New TAPP Cartoon: 340B Is Unsustainable, Needs Reform
The 340B drug pricing program was created with a simple and worthy goal: help hospitals and clinics serving low-income and uninsured patients purchase prescription drugs at steep discounts so they could stretch limited resources and provide more care. The Trade Alliance to Promote Prosperity has created an editorial cartoon to illustrate the issue.
Today, 340B has become one of the most convoluted, opaque, and controversial programs in American health care.
What started in 1992 as a narrowly targeted safety-net initiative has exploded into a sprawling multibillion-dollar enterprise with minimal oversight and deeply distorted incentives. Prescription purchases through the program have surged from roughly $6.6 billion in 2010 to more than $80 billion in 2024.
The core problem is that the program no longer consistently functions as Congress intended.
Under 340B, participating hospitals can buy drugs at heavily discounted prices but still charge insurers and patients full price, keeping the difference as profit. In theory, those savings are supposed to support vulnerable populations and expand access to care. But there is remarkably little transparency about where the money actually goes, and the financial burden of the program ultimately falls on patients, taxpayers, unions, and employers.

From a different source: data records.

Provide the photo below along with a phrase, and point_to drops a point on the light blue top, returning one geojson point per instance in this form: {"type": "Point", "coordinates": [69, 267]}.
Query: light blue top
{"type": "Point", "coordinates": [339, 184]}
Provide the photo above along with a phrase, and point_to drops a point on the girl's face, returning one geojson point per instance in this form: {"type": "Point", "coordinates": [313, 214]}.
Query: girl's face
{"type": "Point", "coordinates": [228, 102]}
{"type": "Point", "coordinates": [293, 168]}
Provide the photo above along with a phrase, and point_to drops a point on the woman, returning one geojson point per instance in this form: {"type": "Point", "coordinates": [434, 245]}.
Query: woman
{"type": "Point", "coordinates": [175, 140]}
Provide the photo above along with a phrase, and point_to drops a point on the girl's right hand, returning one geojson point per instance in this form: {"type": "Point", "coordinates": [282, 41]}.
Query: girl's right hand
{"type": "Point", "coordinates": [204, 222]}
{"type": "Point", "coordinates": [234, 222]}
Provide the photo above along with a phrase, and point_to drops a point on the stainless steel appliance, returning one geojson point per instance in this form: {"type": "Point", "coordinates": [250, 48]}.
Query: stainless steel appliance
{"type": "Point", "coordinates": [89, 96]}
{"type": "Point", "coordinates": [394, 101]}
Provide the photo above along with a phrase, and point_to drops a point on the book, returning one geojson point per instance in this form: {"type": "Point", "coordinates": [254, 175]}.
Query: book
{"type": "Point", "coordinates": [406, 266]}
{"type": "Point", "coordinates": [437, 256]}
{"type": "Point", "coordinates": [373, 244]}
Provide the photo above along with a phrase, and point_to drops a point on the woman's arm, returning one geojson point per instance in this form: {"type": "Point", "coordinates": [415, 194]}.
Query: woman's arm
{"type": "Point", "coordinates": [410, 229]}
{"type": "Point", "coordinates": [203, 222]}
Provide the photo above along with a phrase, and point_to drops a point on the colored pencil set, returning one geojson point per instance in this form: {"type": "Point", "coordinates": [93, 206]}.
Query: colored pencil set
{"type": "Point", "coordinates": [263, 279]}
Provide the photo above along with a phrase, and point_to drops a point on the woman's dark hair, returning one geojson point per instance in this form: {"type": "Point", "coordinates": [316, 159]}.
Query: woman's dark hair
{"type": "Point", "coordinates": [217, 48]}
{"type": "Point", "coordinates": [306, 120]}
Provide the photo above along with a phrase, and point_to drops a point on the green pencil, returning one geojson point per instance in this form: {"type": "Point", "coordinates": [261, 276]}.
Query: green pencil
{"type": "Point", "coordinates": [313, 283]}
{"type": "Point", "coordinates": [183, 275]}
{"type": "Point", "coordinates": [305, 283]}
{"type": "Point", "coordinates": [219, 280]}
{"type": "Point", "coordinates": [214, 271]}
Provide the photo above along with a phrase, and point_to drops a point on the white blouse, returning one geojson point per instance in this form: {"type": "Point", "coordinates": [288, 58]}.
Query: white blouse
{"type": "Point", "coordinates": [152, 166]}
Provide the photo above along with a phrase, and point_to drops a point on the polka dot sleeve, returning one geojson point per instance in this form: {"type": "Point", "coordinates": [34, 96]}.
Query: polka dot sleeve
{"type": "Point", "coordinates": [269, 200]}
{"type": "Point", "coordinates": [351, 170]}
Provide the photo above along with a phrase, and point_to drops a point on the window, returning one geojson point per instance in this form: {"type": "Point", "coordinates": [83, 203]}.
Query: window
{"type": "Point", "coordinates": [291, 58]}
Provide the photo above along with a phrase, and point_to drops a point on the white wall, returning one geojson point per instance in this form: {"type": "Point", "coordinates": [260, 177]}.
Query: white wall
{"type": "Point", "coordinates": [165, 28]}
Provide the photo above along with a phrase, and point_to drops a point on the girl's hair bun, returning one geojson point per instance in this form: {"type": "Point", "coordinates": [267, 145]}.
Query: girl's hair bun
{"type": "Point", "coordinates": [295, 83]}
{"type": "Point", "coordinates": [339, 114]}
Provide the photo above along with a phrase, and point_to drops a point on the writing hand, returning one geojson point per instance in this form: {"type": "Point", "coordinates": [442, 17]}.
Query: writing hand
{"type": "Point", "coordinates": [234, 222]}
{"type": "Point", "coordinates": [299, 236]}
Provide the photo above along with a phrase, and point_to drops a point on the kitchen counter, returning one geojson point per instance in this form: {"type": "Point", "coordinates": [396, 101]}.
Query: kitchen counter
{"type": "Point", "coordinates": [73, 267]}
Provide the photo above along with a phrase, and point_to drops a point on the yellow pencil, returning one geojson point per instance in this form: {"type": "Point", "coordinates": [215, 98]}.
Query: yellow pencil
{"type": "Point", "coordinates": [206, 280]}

There is no universal requirement that hospitals pass savings directly to patients at the pharmacy counter. There is also limited reporting on how much 340B revenue is used for charity care versus general operating expenses, acquisitions, or administrative overhead. Critics across the political spectrum have pointed to the absence of meaningful accountability.
The result is a system riddled with perverse incentives.
Large hospital systems have increasingly acquired physician practices and outpatient clinics, converting them into 340B-eligible sites. Research and policy analysts argue that the program now actively encourages hospital consolidation, driving independent practices out of the market while increasing health care costs overall.
Even more troubling is the explosion of contract pharmacies. A 2010 policy change allowed hospitals to partner with virtually unlimited outside pharmacies to dispense 340B drugs. That dramatically expanded the program but also created enormous compliance and transparency concerns. Drug manufacturers, policymakers, and watchdog groups have raised alarms about duplicate discounts, weak auditing standards, and the growing role of for-profit middlemen.
None of this means the original mission of 340B is unimportant. Many rural hospitals, community health centers, and safety-net providers genuinely rely on the program to help keep services available for vulnerable patients. Supporters argue that the discounts help hospitals “stretch scarce federal resources” and maintain critical care access.
But acknowledging that reality does not require ignoring the program’s serious flaws.
A federal program this large should not operate with so little transparency. Policymakers and patients alike deserve to know whether discounted drugs are truly benefiting the populations Congress intended to help. Reform should focus on restoring accountability, requiring clearer reporting, ensuring savings reach patients, and preventing the kinds of market distortions that fuel consolidation and rising costs.
The status quo is unsustainable. 340B has become a mess—not because helping vulnerable patients is the wrong goal, but because Washington allowed a targeted safety-net program to evolve into a loosely supervised financial windfall for large health systems and corporate intermediaries.
340B as currently operating is unsustainable. Real reform is long overdue.